One needs to almost read past the numbers – even if they are poor – and ask, “Is the science worth it?” In the worst case, the person or committee making that judgement call will be asked to justify the decision based entirely on metrics, in order to present a sort of watertight argument. But there are real dangers of believing – against all evidence – that metrics are adequate measures. That said, this is the counter-argument to ‘using objective evidence’ and ‘removing establishment bias’ – the very thing that using metrics helps counter. There has to balance.
- We need more, not fewer, metrics, and to have a diversity of metrics presented to us when we make judgements. This might make interpretation seem more complicated, and therefore harder to judge. And that is, in many cases, correct – it is more complicated and it is hard to judge these things.

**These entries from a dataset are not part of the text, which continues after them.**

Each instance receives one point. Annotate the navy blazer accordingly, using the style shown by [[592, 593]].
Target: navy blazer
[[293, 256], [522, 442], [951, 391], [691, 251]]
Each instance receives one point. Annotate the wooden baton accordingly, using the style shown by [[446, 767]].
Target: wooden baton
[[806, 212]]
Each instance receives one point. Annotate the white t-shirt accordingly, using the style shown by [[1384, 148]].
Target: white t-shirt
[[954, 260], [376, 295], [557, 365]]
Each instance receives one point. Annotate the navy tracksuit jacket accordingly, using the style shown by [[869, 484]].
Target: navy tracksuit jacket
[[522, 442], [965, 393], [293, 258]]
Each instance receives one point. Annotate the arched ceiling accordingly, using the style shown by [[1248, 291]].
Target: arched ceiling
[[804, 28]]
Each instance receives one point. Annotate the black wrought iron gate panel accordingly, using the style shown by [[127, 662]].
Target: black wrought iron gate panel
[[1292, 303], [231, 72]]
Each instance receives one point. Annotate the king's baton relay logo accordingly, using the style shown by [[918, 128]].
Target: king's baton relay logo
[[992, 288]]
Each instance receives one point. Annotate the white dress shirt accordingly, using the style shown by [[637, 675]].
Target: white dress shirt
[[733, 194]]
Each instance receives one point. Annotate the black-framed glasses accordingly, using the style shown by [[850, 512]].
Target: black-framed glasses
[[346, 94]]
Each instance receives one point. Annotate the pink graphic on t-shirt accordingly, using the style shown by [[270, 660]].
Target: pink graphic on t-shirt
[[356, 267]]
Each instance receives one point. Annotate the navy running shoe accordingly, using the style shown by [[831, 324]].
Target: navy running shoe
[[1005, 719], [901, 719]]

- We need good research on metrics and confounders. At the very least this will help expose their strengths and weaknesses; even better, it will potentially make it possible to adjust for (perhaps unexpected) major influencing factors.
- We should collectively accept that, even with a large number of somewhat un-confounded metrics, there will still be confounders we have not thought about. And even if there were perfect, unconfounded metrics, we would still have to decided which aspects of this high-dimensional space we want to select; after all, selecting just one area of ‘science’ is, well, not going to be good.
- We should trust the judgement of committees, in particular when they ‘re-rank’ against metrics. Indeed, if there is a committee whose results can be accurately predicted by its input metrics, what’s the point of that grouping?
My thinking on this subject has been influenced by two great books. One is Daniel Kahneman’s “Thinking, Fast and Slow“, which I’ve blogged about previously. The other is Nate Silver’s excellent “The signal and the noise“. Both are seriously worth reading, for any scientist.